Vor allem bei Wienern längst in den Alltag übergegangen, sind die Artikel, Tipps und Tricks, die allesamt mit Everybody’s Darling Vienna zu tun haben. Der Name Stadtbekannt ist also Programm. Wo kann man in der österreichischen Metropole gut frühstücken? Wer ist eigentlich grad wo zum Feiern? Wo liebt es sich in Wien denn am besten? Auch für Nicht-Wiener empfehlenswert, da man sich Tipps für die nächste Reise oder den Wien-Trip holen kann.

 

Splitpersonality

Auch aus Wien, aber ganz etwas Anderes sind die Jungs von Splitpersonality. Genauso jung und frisch wie Claus und Julian. Da geht es um Party, Musik und außergewöhnliche Fotos, gehüllt in prickelndes Design mit bunten Vierecken garniert. Ob Splitpersonality jetzt einfach ein verdammt gut gemachter Blog ist, oder bereits ein Online-Magazin, darüber lässt sich streiten. Allerdings sollte man die Zeit anders nutzen und sich einfach in die Artikel auf der Seite vertiefen. Sie sind es wert!

 

 

Sister-Mag

Dass nicht nur die Jungs von heute was auf die Reihe kriegen, sondern auch die Mädels, beweist dieses schön gemacht Magazin, dass mit Printmagazinen locker mithalten kann. Das Design ist verspielt und eine wahre Freude ­– und das nicht nur für wimperngetuschte Augen.
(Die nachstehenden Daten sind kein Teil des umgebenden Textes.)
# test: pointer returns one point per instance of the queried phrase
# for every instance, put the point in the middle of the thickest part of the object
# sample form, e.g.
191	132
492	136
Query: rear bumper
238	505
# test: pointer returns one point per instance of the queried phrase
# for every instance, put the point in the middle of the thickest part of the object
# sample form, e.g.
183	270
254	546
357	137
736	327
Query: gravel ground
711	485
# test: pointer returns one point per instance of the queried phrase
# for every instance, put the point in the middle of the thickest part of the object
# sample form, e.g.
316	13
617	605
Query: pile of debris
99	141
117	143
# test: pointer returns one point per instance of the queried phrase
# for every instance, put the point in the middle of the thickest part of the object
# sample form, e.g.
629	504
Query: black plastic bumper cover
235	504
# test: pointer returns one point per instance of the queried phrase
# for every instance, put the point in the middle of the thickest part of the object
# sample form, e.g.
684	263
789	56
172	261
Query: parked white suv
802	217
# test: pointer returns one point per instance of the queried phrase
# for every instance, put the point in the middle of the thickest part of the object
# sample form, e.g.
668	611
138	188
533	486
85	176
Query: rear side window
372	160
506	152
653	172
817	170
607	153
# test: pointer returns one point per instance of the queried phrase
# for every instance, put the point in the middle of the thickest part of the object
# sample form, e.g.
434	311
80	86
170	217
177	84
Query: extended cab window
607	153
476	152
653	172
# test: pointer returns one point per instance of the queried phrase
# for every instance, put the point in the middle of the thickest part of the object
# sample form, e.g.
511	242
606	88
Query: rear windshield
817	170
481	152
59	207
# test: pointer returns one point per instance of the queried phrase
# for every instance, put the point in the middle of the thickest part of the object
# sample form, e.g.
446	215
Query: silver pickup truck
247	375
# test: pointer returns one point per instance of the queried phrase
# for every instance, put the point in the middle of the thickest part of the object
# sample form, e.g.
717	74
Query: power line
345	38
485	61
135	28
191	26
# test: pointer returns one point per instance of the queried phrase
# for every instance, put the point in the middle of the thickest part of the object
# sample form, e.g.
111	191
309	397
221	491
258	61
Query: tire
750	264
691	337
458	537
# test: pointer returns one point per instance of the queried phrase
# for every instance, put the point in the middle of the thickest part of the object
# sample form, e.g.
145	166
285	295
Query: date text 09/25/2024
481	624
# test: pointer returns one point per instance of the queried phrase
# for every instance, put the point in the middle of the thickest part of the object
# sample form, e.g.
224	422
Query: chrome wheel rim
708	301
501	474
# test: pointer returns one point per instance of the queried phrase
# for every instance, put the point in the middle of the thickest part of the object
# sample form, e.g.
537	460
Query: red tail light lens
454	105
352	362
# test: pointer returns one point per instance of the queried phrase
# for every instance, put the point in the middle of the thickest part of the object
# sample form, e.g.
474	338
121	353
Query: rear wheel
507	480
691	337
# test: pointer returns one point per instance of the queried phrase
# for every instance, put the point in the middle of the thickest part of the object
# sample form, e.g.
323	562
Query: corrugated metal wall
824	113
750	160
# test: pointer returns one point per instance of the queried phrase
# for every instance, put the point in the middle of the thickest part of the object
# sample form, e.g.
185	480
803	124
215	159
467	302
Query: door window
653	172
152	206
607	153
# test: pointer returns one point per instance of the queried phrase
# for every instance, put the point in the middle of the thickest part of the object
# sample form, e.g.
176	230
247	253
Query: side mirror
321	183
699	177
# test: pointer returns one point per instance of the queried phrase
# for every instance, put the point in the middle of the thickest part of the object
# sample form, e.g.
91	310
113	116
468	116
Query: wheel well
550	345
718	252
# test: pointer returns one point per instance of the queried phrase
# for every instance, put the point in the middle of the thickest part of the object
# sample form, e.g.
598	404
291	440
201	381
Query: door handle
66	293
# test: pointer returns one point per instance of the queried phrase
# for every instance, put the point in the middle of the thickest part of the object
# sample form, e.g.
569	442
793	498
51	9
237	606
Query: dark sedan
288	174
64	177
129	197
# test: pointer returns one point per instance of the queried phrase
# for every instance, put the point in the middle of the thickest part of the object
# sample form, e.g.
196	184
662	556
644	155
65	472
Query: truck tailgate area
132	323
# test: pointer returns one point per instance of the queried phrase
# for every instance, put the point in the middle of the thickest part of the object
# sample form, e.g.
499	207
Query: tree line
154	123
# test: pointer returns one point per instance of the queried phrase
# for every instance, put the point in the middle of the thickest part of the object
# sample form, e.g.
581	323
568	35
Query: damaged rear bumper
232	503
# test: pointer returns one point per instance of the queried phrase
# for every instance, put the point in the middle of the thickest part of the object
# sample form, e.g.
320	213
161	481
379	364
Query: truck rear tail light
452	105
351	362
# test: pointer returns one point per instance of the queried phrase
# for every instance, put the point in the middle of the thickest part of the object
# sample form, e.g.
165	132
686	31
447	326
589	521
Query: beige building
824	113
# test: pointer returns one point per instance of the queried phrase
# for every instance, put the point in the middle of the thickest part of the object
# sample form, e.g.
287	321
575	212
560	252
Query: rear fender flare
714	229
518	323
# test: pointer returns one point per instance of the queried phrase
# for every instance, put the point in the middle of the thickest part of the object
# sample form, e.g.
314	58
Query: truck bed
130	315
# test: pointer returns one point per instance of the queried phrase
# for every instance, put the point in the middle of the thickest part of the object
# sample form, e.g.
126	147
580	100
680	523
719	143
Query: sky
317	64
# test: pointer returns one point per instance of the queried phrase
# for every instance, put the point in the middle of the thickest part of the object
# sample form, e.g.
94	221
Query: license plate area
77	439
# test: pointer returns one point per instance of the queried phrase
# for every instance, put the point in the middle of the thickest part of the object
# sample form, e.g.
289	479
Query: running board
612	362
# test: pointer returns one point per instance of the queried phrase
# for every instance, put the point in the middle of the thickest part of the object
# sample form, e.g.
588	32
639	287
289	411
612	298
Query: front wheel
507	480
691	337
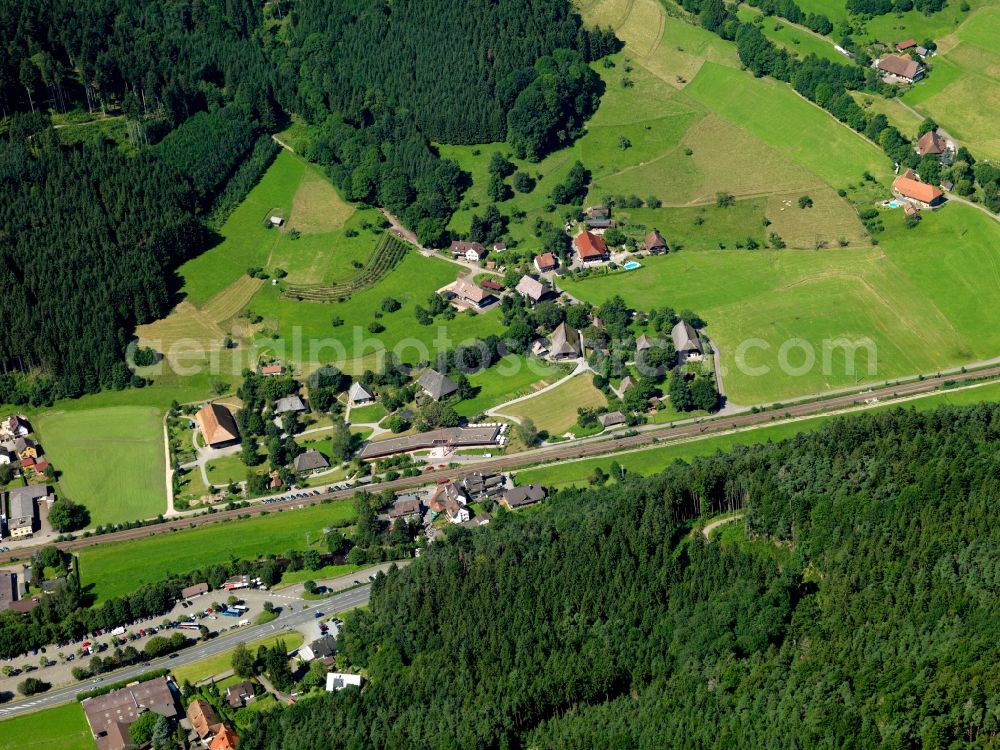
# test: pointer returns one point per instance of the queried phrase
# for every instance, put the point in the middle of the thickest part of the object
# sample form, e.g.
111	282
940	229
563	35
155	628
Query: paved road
653	434
285	622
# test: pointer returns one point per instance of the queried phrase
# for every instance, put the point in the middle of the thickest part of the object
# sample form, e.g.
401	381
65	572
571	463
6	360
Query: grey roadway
286	621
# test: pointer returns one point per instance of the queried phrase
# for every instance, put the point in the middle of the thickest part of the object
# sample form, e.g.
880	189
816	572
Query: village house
110	715
445	438
436	385
288	404
919	193
931	143
654	243
471	294
590	248
546	262
479	485
566	343
611	419
531	289
203	718
518	497
226	739
8	589
470	251
22	509
14	426
217	426
686	342
321	648
310	461
336	681
406	508
359	394
900	68
240	694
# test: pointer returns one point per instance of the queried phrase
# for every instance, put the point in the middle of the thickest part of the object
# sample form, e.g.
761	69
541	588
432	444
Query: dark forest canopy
174	56
89	238
858	608
382	82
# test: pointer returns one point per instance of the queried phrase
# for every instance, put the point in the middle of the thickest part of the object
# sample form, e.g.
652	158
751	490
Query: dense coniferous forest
857	608
88	241
383	82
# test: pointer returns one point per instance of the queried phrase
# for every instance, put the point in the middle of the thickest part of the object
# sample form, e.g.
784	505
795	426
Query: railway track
521	460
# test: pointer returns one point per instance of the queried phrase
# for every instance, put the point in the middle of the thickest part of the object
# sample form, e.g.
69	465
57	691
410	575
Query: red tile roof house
470	251
590	248
902	67
920	193
546	262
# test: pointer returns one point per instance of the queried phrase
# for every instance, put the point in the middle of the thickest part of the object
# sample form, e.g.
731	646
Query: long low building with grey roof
446	437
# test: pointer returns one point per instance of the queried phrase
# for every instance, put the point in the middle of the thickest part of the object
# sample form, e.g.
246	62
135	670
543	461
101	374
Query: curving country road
286	621
651	435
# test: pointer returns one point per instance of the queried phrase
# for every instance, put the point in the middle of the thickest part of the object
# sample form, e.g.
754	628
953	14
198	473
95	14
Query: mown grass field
962	91
306	333
110	459
122	567
213	665
652	460
555	410
796	40
61	728
512	377
900	296
245	239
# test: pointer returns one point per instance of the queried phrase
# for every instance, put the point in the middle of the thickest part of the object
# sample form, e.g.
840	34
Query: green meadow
918	298
122	567
110	459
64	727
962	91
512	377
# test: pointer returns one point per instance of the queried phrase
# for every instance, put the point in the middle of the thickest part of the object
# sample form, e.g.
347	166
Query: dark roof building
360	394
686	341
655	243
240	694
611	419
521	496
436	385
8	589
310	460
217	425
531	289
931	143
108	714
321	648
289	404
566	343
546	262
446	437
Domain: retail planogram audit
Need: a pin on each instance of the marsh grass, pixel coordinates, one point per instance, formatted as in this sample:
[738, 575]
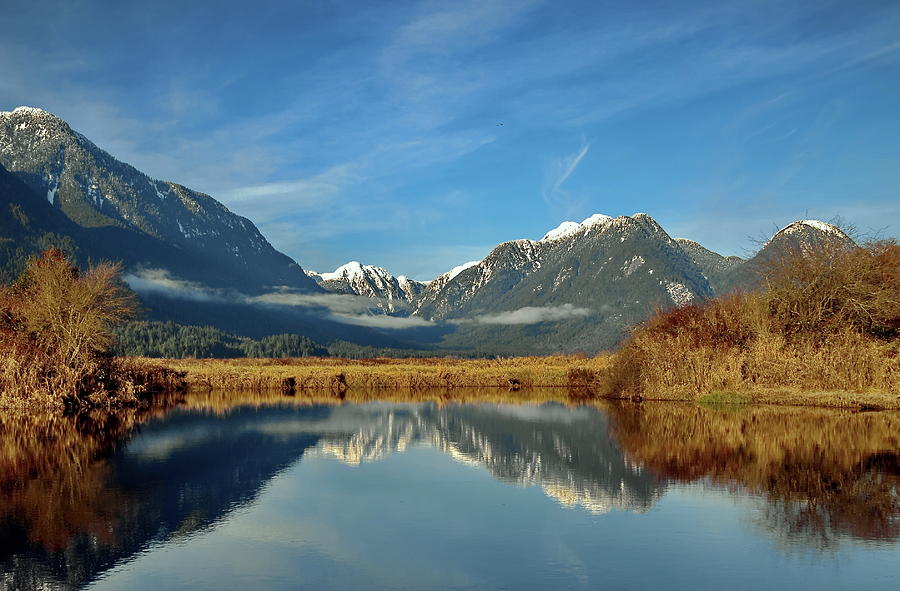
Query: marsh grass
[55, 329]
[829, 321]
[824, 473]
[338, 376]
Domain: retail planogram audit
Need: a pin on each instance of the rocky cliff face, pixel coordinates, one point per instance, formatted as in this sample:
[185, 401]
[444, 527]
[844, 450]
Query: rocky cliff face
[94, 190]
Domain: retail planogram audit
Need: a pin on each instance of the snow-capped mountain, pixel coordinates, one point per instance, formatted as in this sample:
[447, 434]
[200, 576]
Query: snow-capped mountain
[802, 235]
[392, 294]
[590, 280]
[195, 235]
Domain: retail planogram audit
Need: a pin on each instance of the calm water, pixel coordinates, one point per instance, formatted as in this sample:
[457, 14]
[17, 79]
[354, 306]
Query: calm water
[276, 494]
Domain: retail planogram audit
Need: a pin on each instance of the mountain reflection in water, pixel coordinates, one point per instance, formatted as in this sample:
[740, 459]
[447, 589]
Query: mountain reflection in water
[79, 495]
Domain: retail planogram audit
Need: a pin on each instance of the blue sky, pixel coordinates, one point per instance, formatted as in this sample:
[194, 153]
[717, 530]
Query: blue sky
[369, 130]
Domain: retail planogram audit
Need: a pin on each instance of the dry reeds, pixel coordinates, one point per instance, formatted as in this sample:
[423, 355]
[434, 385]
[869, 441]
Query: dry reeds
[829, 321]
[340, 375]
[55, 327]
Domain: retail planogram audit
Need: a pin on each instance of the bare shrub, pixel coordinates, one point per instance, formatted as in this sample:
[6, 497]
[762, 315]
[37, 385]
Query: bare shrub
[56, 325]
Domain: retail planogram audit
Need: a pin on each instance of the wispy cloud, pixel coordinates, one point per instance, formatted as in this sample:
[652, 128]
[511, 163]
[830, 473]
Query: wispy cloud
[559, 171]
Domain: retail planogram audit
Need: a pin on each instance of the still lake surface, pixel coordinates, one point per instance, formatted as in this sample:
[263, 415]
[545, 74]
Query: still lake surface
[283, 494]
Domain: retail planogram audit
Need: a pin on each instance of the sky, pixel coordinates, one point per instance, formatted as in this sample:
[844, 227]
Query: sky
[418, 135]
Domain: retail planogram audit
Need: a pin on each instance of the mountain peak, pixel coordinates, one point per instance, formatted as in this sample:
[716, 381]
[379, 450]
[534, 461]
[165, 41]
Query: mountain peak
[817, 225]
[568, 228]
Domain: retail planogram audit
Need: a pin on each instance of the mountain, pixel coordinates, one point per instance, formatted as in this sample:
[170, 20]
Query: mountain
[143, 221]
[802, 235]
[28, 225]
[578, 288]
[391, 294]
[715, 267]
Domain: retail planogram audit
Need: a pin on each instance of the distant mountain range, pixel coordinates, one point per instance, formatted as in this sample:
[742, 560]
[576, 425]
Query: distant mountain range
[578, 288]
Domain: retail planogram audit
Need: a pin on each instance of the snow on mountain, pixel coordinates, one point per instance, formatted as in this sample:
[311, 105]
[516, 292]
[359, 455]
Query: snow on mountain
[95, 190]
[566, 229]
[391, 294]
[802, 225]
[620, 269]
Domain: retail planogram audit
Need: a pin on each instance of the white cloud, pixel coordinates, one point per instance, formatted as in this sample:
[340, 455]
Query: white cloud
[160, 282]
[533, 315]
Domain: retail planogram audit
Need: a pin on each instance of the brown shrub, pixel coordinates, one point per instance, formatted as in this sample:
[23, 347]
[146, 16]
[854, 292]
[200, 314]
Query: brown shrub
[829, 319]
[55, 327]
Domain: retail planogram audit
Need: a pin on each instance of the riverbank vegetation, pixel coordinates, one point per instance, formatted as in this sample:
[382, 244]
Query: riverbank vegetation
[339, 375]
[828, 320]
[55, 331]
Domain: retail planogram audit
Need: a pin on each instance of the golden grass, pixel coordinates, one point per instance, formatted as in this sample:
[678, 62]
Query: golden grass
[499, 380]
[342, 375]
[824, 472]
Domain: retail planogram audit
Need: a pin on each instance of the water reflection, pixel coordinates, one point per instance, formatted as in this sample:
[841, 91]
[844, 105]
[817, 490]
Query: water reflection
[825, 474]
[81, 494]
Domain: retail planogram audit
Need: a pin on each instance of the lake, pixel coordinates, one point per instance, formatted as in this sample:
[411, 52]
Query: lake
[280, 493]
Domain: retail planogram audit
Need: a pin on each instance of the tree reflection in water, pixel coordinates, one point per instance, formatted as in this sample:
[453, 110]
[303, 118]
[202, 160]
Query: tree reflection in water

Das Magazin für die digitale Dame strotzt vor Charme und ist einfach ein Lichtstrahl in der Frauenmagazinwelt.

 

Blackpaper

Im Hintergrund erstrahlt die Skyline von New York und irgendwie kommt man sich ganz kosmopolit vor, wenn man sich durch das Blackpaper klickt. Das Magazin kommt aus der Schweiz und blickt von der kleinen, europäischen Enklave in die weite Welt. Schön aufgemachter Journalismus mit Augenmerk auf das Schöne.

 

Paroli-Magazin

Unabhängig von der allgemeinen Meinung und vor allem von politischen Parteien macht das Paroli-Magazin eine gute Arbeit. Worauf man allerdings bei der Lektüre achtgeben sollte: Es passiert leider viel zu schnell, dass man von einem Artikel zum nächsten klickt und den schönen Tag draußen komplett vergisst. Sicherlich eines der Top-Designs unter den deutschsprachigen Online-Magazinen.

 


art magazine

Kunst hat keinen Platz? Blödsinn! Das Art Magazin gibt der schönsten Sache der Welt (neben Schokolade und Eis) ihren wohlverdienten Platz. Wer also was die Kunst von heute anbelangt auf Zack sein will, der ist beim Art Magazin gut aufgehoben.


Tante Jolesch

Das Magazin gegen Dummheit und Depression beweist sowohl in seinem Nachsatz als auch in seinem etwas unmodernen Design Humor. Die Tante Jolesch ist an und für sich ein Charakter des Schriftstellers Friedrich Torberg und wurde für dieses Online-Magazin kurzerhand entlehnt. Was Thomas Lukscheider hier schreibt ist äußerst politisch und regt zum Nachdenken an.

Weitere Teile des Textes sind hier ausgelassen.